According to the new agreement, MAFSE said Senasica, Mexico's Agricultural Health Authority, do not need to be notified when the cattle quarantine period officially begins by the Belize Agricultural Health Authority (BAHA). Up until now, Senasica required BAHA to provide them with information in order for them to schedule visits from their veterinarians in preparation for export shipments.
Servulo Baeza, chief executive officer of MAFSE, said Belize will gain about BZD 50 million (~US$24.9 million; BZD 1 = US$0.50) per year with the opening of the market.

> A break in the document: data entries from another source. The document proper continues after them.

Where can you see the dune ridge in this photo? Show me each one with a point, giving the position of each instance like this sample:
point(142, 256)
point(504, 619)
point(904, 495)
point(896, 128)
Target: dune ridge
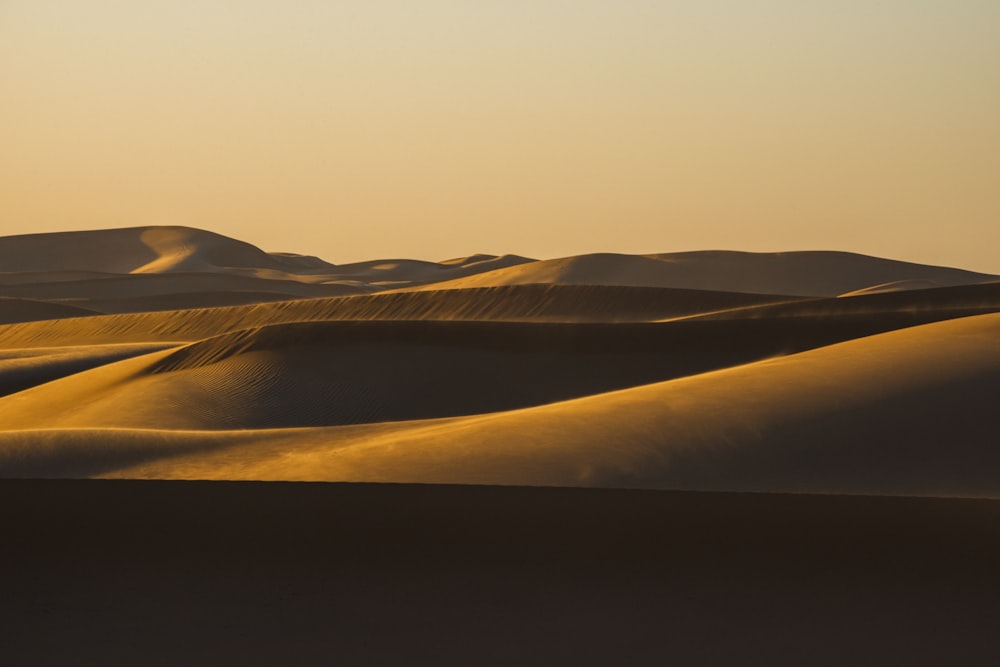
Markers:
point(798, 372)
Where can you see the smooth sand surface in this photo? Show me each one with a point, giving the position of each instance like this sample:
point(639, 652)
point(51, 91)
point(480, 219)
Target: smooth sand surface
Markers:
point(567, 383)
point(704, 399)
point(801, 273)
point(185, 573)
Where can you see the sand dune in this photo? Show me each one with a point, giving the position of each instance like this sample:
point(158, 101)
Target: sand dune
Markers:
point(797, 273)
point(523, 303)
point(875, 415)
point(222, 361)
point(145, 250)
point(166, 573)
point(14, 310)
point(710, 396)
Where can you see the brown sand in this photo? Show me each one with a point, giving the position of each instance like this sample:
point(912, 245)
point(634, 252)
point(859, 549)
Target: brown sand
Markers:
point(169, 573)
point(173, 353)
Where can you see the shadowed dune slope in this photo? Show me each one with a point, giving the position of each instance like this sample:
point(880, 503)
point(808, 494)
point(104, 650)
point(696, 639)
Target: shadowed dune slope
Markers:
point(327, 373)
point(14, 310)
point(23, 369)
point(562, 303)
point(144, 250)
point(906, 412)
point(166, 573)
point(160, 284)
point(812, 273)
point(180, 301)
point(938, 303)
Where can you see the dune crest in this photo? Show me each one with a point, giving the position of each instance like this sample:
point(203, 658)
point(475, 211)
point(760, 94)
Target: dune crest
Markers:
point(176, 353)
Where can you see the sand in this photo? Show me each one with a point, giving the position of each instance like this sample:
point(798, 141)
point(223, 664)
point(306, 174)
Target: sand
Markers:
point(836, 404)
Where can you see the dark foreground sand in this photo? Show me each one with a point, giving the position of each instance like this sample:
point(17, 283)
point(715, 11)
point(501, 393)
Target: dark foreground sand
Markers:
point(144, 572)
point(728, 389)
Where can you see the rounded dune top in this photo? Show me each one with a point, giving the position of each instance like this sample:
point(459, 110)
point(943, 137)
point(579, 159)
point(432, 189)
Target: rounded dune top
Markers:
point(142, 250)
point(799, 273)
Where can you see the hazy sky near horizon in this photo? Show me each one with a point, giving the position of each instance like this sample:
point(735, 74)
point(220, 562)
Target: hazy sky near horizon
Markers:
point(385, 128)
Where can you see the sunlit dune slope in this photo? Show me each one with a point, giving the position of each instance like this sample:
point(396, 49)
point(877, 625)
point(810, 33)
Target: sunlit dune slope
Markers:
point(811, 273)
point(158, 284)
point(26, 368)
point(559, 303)
point(144, 250)
point(937, 303)
point(906, 412)
point(896, 286)
point(328, 373)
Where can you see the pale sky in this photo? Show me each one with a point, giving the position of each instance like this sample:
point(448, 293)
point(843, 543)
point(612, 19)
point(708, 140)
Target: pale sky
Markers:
point(357, 129)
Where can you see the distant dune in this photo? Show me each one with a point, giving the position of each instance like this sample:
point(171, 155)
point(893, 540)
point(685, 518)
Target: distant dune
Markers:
point(170, 352)
point(735, 424)
point(796, 273)
point(703, 371)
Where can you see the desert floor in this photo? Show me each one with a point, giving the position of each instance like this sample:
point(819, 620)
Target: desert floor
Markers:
point(701, 458)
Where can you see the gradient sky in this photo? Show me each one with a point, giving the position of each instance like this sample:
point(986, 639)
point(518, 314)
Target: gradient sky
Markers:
point(356, 129)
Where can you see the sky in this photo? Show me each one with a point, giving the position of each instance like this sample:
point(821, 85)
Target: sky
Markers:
point(357, 129)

Baeza said the change is the result of constant dialogue between the Belize Government, specifically the Ministry of Agriculture, and Mexican authorities, particularly following the 2022 visit by Mexican President Andres Manuel Lopez Obrador and bilateral meetings between Belize Minister of Agriculture Jose Abelardo Mai and Mexico Minister of Agriculture & Rural Development Dr Victor Manuel Villalobos Arambula.
Belize exported around 5,000 head of cattle for BZD 6.45 million (~US$3.2 million) to the SuKarne company in Mexico last year. However, exports to Guatemala have been far higher.
Baeza said MAFSE is now engaging with cattle stakeholders to develop a strategic export plan.
Belarmino Esquivel, MAFSE'S Principal Agriculture Officer and Livestock Director, said in July last year that the agreement will see more than 5,000 Belizean cattle producers export cattle to Mexico once they meet export requirements.
MAFSE said last year that a Senasica veterinarian had verified that the Belizean cattle met the export requirements, and that Senasica had handed over that role to the International Regional Organization for Plant and Animal Health (OIRSA), whose veterinarian would oversee inspection at the point of origin.
Esquivel said that this step would significantly reduce the expense of doing business with Mexico since a Senasica veterinarian would not have to go to Belize every time an export shipment is made. Each visit by a Senasica veterinarian incurs a fee.